History of the Depot Museum
When the First United Methodist congregation decided to raze the Parsonage in 1985, the Historical Society was left without a home.
On October 17, 1985, the Pigeon Historical Society was reorganized as an entity of the Village of Pigeon under new leadership.
In March of 1986, a 99~year lease for the use of the renovated depot as a museum (now owned by the village) was negotiated.
Although preparing the depot for a museum was a formidable task, with the encouragement of donations by several civic organizations and individuals, and financial support from the village and the township, Society members and other volunteers met the challenge.
The Grand Opening of the museum took place on June 2lst 1987, and dedication ceremonies were conducted July 23, 1987.
The museum now displays over 2000 historical items – many dating back to the mid-1800s.
On October 8, 1989, the Depot Museum was designated as a historical site by the Michigan Historical Site Commission. Al “Butch” Robinson was in charge of the celebration. Butch was an outstanding, dedicated member who gave countless hours of his time and knowledge of local history to the museum.
The Depot Museum is open to the public during the summer months.
In 1989 the Depot Museum was recognized by the State of Michigan as a historical site.
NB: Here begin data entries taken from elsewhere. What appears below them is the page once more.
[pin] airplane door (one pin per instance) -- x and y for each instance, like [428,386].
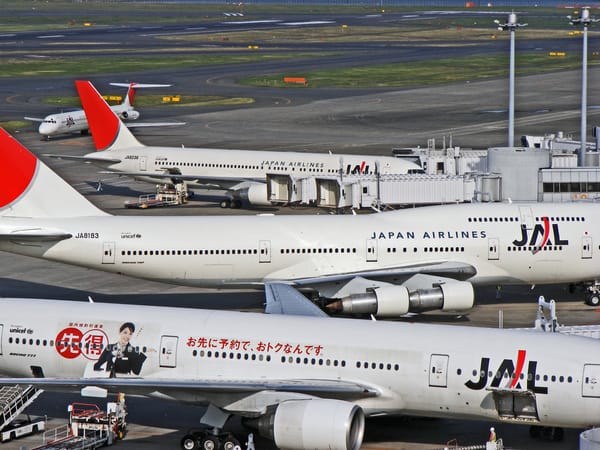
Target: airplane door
[108,253]
[586,247]
[591,381]
[371,250]
[438,371]
[264,251]
[493,249]
[168,351]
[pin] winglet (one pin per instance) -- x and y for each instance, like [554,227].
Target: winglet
[28,188]
[107,129]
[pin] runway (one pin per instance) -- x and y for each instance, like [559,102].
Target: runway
[374,121]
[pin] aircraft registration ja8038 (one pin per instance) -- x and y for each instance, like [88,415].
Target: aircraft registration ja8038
[386,264]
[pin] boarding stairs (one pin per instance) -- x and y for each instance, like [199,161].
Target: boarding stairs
[547,321]
[62,438]
[13,401]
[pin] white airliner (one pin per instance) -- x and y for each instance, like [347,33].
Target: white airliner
[241,172]
[73,121]
[305,382]
[386,264]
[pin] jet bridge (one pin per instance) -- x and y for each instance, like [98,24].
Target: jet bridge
[373,190]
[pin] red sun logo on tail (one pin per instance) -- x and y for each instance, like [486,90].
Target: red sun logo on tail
[17,169]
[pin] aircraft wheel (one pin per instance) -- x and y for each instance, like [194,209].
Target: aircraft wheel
[189,442]
[535,431]
[210,443]
[230,443]
[593,299]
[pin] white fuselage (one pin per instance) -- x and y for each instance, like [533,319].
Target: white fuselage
[72,121]
[504,243]
[416,369]
[247,165]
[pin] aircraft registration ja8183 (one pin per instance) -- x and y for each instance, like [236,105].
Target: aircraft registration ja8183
[386,264]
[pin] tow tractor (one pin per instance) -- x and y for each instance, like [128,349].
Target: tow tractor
[89,427]
[166,195]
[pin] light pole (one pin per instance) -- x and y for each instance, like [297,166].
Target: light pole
[585,20]
[511,25]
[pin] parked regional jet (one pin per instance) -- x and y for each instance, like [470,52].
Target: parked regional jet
[305,382]
[386,264]
[72,121]
[241,172]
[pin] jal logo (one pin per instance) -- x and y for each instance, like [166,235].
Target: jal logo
[358,169]
[541,235]
[513,373]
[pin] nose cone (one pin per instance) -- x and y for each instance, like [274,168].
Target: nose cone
[47,128]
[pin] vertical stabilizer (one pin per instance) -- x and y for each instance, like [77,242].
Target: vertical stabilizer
[28,188]
[108,131]
[130,97]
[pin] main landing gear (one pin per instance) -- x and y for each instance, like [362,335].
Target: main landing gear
[208,440]
[554,434]
[593,294]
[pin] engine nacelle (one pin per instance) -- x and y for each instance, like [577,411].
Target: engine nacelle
[256,195]
[393,301]
[132,114]
[314,424]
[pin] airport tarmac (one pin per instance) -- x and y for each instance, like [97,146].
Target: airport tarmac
[354,121]
[27,277]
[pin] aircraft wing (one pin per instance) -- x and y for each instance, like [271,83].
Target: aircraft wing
[450,269]
[285,299]
[208,181]
[87,159]
[34,235]
[339,389]
[153,124]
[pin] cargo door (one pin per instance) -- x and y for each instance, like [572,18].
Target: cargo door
[371,250]
[108,253]
[591,380]
[168,351]
[438,370]
[586,247]
[143,163]
[493,249]
[264,251]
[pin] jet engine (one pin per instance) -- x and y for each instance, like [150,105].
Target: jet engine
[393,301]
[256,195]
[314,423]
[132,114]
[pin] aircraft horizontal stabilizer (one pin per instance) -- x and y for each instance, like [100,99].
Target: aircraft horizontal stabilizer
[140,85]
[35,235]
[88,159]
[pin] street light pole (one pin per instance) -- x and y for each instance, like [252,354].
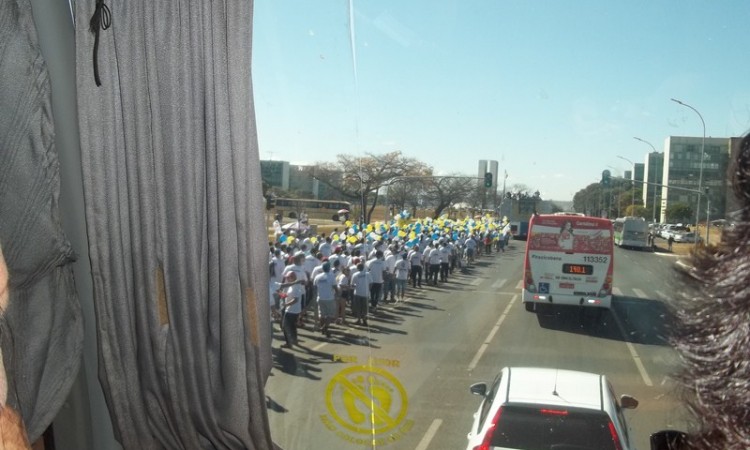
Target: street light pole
[700,176]
[653,209]
[632,185]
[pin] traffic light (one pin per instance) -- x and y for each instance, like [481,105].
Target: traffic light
[270,201]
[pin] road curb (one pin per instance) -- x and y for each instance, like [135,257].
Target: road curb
[685,267]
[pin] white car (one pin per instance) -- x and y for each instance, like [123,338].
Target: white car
[686,237]
[538,408]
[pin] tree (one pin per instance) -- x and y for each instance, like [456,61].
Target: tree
[679,212]
[444,192]
[362,178]
[637,211]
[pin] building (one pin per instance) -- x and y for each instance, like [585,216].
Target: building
[275,174]
[682,173]
[653,170]
[297,179]
[638,174]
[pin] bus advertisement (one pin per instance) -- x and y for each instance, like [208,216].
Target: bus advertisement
[569,261]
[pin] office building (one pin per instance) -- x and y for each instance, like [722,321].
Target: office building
[275,174]
[653,171]
[682,173]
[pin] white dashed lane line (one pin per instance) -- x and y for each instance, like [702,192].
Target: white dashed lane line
[487,341]
[427,438]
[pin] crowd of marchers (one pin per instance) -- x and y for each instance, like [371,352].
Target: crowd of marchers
[344,277]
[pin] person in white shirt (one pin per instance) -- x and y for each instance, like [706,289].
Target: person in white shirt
[376,267]
[402,275]
[415,260]
[389,276]
[292,308]
[434,261]
[343,281]
[325,284]
[361,281]
[326,248]
[278,263]
[445,261]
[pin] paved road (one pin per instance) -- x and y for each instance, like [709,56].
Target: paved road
[409,372]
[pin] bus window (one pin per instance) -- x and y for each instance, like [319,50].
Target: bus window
[569,261]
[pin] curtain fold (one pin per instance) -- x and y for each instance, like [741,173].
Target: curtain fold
[42,331]
[175,221]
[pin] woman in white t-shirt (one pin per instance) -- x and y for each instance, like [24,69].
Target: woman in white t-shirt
[291,307]
[402,276]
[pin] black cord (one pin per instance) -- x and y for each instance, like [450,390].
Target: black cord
[101,20]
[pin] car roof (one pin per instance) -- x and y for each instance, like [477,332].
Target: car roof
[555,387]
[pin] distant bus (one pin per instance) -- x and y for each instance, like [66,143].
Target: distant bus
[299,208]
[569,261]
[631,232]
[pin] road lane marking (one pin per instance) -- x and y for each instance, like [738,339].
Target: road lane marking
[487,341]
[633,353]
[498,284]
[494,292]
[427,438]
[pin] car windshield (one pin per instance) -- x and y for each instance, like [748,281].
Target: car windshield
[535,427]
[447,120]
[453,119]
[389,200]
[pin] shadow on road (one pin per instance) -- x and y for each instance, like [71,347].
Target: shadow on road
[631,319]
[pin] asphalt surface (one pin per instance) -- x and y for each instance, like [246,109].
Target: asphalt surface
[408,373]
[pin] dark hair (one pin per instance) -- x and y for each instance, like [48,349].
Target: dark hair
[712,332]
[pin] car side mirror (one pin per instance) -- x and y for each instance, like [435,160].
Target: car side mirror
[628,402]
[479,389]
[669,440]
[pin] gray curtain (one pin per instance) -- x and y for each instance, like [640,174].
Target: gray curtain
[42,331]
[175,221]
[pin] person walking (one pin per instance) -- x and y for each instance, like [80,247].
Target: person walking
[326,288]
[291,308]
[361,281]
[402,276]
[376,267]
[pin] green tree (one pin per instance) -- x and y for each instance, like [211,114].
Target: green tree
[362,178]
[637,211]
[679,212]
[444,192]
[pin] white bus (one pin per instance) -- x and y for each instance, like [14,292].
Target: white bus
[569,261]
[631,232]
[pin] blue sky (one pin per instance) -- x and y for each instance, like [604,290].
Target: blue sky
[553,90]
“The Pigeon Depot was constructed in 1908 and served two railroad lines. In 1883 the Pontiac, Oxford and Port Austin Railroad, a north-south line, had been extended to Caseville and a depot was built at Berne, one mile north of here. Around 1886 the Saginaw, Tuscola and Huron Railroad built tracks through the Tamarack Swamp and crossed the north-south line at this point. This railroad stop became known as Berne Junction. Berne’s population dwindled as people moved to the junction where they established Pigeon in 1888. The Pontiac, Oxford, and Port Austin Line became the Pontiac Oxford and Northern and later the Grand Trunk Railroad. The Saginaw, Tuscola, and Huron was absorbed by the Pere Marquette Railroad and then the Chesapeake and Ohio Railroad. The Pigeon Depot presently serves as the Pigeon Historical Society Museum.”